In a film that points out the conflict between ecology versus moneyed interests — FBI versus agitators — environmentalists, river runners, writers, former park rangers, and well-known actors illuminate the commitment of the violent and the peaceful. Edward Abbey, devastated over the Colorado Plateau’s decimation by industrial smoke and foul-smelling industrial waste, grew frustrated over the insensitive response of those who said the pollution: “smelled like money;” he moved away from passive writing to actively destroying property. Said actor and Oscar-winning Producer Robert Redford, who received threats over his views on coal and uranium mining related to Abbey’s books and was concerned about what was happening in the American West, “I think ‘The Monkey Wrench Gang’ signified all those dangers coming and this band of characters was going to do whatever they could to stop it from happening.”

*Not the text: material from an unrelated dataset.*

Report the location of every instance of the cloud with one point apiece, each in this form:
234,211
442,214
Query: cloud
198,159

While “Wrenched” repeatedly makes its points, the viewer may sometimes wonder: Is the film about Abbey, who felt “a rage about what was going on,” or is it about climate activist Tim DeChristopher, who at the young age of eighteen read Abbey’s “The Monkey Wrench Gang” and mistook it for a how-to manual on getting himself arrested?
In a recent Santa Fe Film Festival panel discussion, Oscar-winning documentary executive producer Andrea Meditch stated that a well-done documentary should have a good story versus being issue-driven. “Wrenched,” for the most part, is a story about Edward Abbey’s influence; but it sometimes wanders off course.
On the whole, “Wrenched’s” filmmakers take a balanced approach to what some would consider violent or radical civil disobedience. Some will view the film as a “radical blueprint for wrenching the system” while others might see it as a story of a man who deeply cared about Mother Earth. The movie doesn’t really ask the moviegoer to take a side, but it does provoke thought and suggest actions to be taken, no matter which side of social justice activities you might stand on. “If people don’t know what’s been lost, how can you care?”